Russian companies sanctioned by the West will be legally exempt from electing boards of directors, Prime Minister Mikhail Mishustin announced at a government meeting Tuesday.
The move is expected to allow the Kremlin and a closely linked circle of oligarchs to retain a tight grip on joint-stock companies that have been shaken by a mass forced exodus of sanctioned business leaders.
Many Russian oligarchs targeted by individual sanctions over Russia’s invasion of Ukraine have been forced to hastily exit from their positions on boards of directors to protect companies from falling under the sanctions regime.
According to Mishustin, the new measure is intended to “stimulate business activity” and help the work of public joint-stock companies that could “find [election of board members] difficult” amid growing sanctions against Russian business magnates.
“In certain cases, we also plan to allow [members] of a board of directors to retain their powers without re-election.

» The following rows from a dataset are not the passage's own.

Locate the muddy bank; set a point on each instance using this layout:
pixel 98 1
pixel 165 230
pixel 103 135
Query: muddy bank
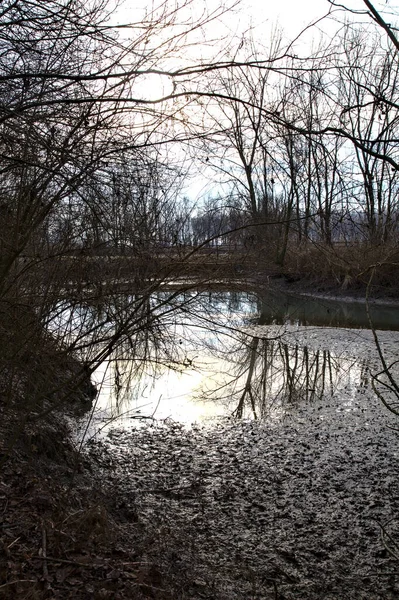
pixel 249 510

For example, when its quantitative composition became less than the [five people] minimum established by law,” Mishustin added.
In March, Russia became the most sanctioned country in the world, surpassing Iran, Syria, and North Korea.
Mishustin also proposed to extend measures that allow Russian public companies to re-purchase their own shares on the stock exchange.
“Now we are proposing to extend this measure to two years during which we expect the stock exchange prices to stabilize,” said Mishustin.
“This decision will allow companies to extend the planning horizon. They will be able to use this opportunity more proactively.”